[英]Save and read list of dataframes
I have a list with dataframes (each dataframe has one timeline, alsways starting with 0 and ending differently), which I would like to save as.csv:我有一个包含数据帧的列表(每个 dataframe 都有一个时间线,总是以 0 开头并以不同的方式结束),我想将其另存为.csv:
I want to be able to read the.csv file with its original format as a list of dataframes.我希望能够以原始格式作为数据帧列表读取 .csv 文件。
Since I could not figure out how to save a list with dataframes, I concatinated the list and saved everything as one dataframe: pd.concat(data).to_csv(csvfile)

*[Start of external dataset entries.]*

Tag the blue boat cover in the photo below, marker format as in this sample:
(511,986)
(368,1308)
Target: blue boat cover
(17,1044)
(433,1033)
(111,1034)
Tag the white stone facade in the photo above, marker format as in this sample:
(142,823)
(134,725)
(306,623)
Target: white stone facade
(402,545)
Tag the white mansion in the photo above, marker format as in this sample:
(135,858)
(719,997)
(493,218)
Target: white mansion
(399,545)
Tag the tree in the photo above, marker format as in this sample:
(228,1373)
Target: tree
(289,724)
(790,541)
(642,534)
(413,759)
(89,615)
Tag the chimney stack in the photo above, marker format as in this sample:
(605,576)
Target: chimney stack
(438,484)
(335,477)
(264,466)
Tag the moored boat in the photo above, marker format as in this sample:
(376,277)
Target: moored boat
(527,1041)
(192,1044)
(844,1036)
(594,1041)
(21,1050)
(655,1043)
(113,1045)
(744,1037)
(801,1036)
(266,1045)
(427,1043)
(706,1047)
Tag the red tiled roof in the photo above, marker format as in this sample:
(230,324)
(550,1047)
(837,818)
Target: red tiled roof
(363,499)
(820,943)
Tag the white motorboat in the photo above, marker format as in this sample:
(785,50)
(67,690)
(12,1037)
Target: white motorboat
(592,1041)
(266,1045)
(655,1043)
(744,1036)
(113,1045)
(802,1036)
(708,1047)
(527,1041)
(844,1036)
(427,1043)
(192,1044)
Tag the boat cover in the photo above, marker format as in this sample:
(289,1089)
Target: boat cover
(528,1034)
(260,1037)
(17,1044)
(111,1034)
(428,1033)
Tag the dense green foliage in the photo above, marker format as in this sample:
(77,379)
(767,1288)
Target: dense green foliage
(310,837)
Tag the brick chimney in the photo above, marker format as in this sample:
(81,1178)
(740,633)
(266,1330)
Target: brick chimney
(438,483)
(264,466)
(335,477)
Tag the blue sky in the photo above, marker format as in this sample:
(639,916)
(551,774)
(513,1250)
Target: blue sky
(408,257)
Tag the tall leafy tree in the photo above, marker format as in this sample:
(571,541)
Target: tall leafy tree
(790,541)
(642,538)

由于我不知道如何使用数据框保存列表,我将列表连接起来并将所有内容保存为一个 dataframe: pd.concat(data).to_csv(csvfile)
For reading the.csv I tried this: df = pd.read_csv(csvfile)
This will give the location of all zeros zero_indices = list(df.loc[df['Unnamed: 0'] == 0].index)
为了阅读 .csv 我试过这个: df = pd.read_csv(csvfile)
这将给出全零的位置zero_indices = list(df.loc[df['Unnamed: 0'] == 0].index)
Append the number of rows to this to get the last dataframe zero_indices.append(len(df))
Append 行数到此得到最后 dataframe zero_indices.append(len(df))
Get the ranges - tuples of consecutive entries in the above list zero_ranges = [(zero_indices[i], zero_indices[i+1]) for i in range(len(zero_indices) - 1)]
获取范围 - 上述列表中连续条目的元组zero_ranges = [(zero_indices[i], zero_indices[i+1]) for i in range(len(zero_indices) - 1)]
Extract the dataframes into a list X_test = [df.loc[x[0]:x[1] - 1] for x in zero_ranges]
将数据帧提取到列表中X_test = [df.loc[x[0]:x[1] - 1] for x in zero_ranges]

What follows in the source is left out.